Scott Hirelman (02:24):So you said one thing there that I think came through in our episode of data mesh radio too was your perspective is that one domain equals one data product. A lot of other people think of, and it depends on what you mean by domain, because you can have a very high level domain and that’s got thousands of people in it. You’re not going to have a single data product for that or you’re going to have a subdomain of a subdomain of a subdomain. And so people start to say, how many data products should I have per domain? When people are asking you that, what is your response there?

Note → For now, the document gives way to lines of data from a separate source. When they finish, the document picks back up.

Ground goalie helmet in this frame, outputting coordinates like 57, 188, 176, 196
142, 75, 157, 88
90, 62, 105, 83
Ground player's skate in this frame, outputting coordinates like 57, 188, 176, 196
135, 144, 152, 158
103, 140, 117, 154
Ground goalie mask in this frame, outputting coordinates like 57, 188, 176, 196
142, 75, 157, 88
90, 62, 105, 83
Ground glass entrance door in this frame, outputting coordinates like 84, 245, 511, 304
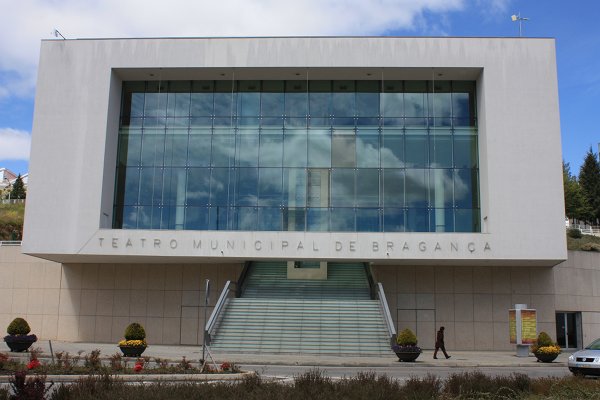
556, 312, 581, 349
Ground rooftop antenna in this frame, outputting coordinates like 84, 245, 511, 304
51, 29, 67, 40
510, 11, 529, 37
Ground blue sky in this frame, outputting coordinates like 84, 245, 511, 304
0, 0, 600, 173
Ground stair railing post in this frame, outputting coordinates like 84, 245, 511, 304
202, 279, 210, 362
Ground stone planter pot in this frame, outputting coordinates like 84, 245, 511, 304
533, 353, 558, 362
4, 335, 37, 353
396, 351, 421, 362
119, 346, 146, 357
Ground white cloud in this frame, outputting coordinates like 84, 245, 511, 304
0, 128, 31, 161
0, 0, 464, 99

Because when people ask me that, I can tell them what I’ve heard from everybody different, but it becomes a real difficult question because people want a copy paste kind of answer versus it depends. So when people are asking you that, you’re writing your book now on implementing data mesh, when people are asking you, how does that work?
Jean-George Perrin (03:34):So my view on it is a bit of a, I’ve got a strict position on it, it saying that one data product equal one domain, and then I’m kind of pushing the discussion more as the domain. So when you’re discussing with people and say, Hey, marketing is a domain, but honestly the thing is you can’t have one single data product for all of marketing. But the thing is you’ve got to create this subdomains. And some companies I’ve discussed with, they say, oh, we’ve got this hierarchical list of domains. It was made by enterprise architects and they have, they’ve looked at all the structure of our top level domains and then we’ve got all the sub-domains.
(04:30)
And that’s really the thing is it’s really the technology itself is agnostic to that. The thing is whether you’ve got five tables or 20 million tables in your data product, nobody really caress. The thing is you want still to want to be able to manage it. So it’s more difficult with 20,000 versus five, but the fact the domain itself for me is this small entity, this rather small entity that still is bringing value to the enterprise. So I link the domain to the value it brings and that’s how I do it. But I’m curious about other people do it.

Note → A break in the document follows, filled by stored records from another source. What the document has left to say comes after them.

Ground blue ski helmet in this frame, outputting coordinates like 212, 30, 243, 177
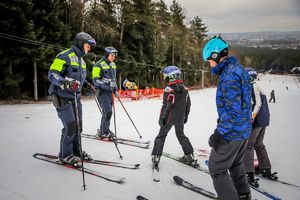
245, 67, 257, 82
104, 47, 118, 57
202, 37, 229, 63
74, 32, 96, 52
161, 66, 181, 82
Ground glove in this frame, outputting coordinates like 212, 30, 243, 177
86, 82, 96, 94
158, 117, 167, 126
62, 80, 79, 92
109, 81, 117, 88
208, 129, 224, 149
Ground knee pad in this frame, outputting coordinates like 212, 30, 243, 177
65, 121, 76, 136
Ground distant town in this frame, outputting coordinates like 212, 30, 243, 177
209, 31, 300, 50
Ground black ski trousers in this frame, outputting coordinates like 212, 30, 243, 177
152, 124, 194, 156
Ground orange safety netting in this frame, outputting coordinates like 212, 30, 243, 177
119, 88, 164, 100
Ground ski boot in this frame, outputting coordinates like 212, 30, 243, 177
179, 154, 199, 167
255, 166, 278, 181
76, 151, 93, 161
152, 155, 160, 171
246, 172, 259, 188
96, 129, 116, 141
59, 154, 81, 168
152, 155, 160, 182
239, 192, 251, 200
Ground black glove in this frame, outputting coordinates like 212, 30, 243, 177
208, 129, 224, 149
158, 117, 167, 126
83, 81, 96, 94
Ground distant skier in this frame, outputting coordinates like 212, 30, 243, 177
123, 79, 138, 90
152, 66, 197, 170
92, 47, 119, 139
203, 37, 251, 200
48, 32, 96, 167
244, 68, 277, 187
269, 90, 275, 103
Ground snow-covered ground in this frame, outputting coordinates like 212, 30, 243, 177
0, 75, 300, 200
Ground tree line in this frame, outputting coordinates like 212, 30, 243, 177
0, 0, 207, 99
0, 0, 299, 99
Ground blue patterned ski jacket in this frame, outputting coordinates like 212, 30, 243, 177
212, 56, 252, 140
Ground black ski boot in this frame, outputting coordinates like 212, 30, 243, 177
179, 154, 199, 167
152, 155, 160, 182
96, 129, 116, 141
78, 151, 93, 161
255, 167, 278, 181
59, 154, 81, 168
152, 155, 160, 171
239, 192, 251, 200
246, 172, 259, 188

Scott Hirelman (05:21):Yeah. Well, and it almost sounds like you’re working backwards. You’re saying here’s the scope of a data product and then this should be my domain. So that way there’s clear boundaries between that or which do you start with?

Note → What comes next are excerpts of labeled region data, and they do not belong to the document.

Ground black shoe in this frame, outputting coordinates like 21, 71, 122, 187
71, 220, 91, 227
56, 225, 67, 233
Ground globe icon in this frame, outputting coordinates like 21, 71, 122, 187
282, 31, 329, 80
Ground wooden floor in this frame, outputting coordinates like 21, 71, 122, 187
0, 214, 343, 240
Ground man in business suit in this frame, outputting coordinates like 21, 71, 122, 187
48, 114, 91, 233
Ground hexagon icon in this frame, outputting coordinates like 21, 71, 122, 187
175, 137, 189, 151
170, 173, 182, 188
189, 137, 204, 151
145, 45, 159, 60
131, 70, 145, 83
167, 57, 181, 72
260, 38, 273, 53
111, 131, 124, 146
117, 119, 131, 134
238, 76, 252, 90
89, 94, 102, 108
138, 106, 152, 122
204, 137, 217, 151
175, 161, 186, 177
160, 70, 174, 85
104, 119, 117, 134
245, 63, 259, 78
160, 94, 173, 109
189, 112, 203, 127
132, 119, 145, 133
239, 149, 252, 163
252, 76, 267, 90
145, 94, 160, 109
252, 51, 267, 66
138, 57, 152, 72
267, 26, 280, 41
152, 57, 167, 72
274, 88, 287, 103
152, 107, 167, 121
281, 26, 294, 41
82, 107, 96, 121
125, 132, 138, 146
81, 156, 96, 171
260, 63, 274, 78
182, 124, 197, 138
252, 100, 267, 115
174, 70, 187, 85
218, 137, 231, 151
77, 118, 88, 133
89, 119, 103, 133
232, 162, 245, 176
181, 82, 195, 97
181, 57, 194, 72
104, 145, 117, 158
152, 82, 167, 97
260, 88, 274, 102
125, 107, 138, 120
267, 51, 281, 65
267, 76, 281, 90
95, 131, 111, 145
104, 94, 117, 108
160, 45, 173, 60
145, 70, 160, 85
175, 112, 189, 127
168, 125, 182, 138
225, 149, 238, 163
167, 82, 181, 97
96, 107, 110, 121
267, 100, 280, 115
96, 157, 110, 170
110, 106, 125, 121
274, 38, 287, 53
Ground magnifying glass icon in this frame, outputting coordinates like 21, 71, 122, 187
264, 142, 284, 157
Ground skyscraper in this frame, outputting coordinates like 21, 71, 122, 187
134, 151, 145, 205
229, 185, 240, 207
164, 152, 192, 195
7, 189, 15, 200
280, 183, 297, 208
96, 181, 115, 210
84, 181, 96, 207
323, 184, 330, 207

Jean-George Perrin (05:36):I usually start with the use case and the problem statement. So what are you trying to solve and what are you trying to accomplish really? Are you going to have this customer use case or are you working on a supplier case or are you trying to build this very complex situation? So it’s really when you’re thinking about why do you need the data for this, I’m driving it from the use case aligning with the data product, and then it doesn’t mean that that’s the only way to do it. So there’s also this producer line domain, but I’m more thinking and I’m usually more thinking about what the customer wants. What are you delivering, where is the value you’re bringing? Usually when you’ve got my perspective at least from is that there’s less value for the customer directly in producer aligned or source aligned data product versus the use case aligned data product.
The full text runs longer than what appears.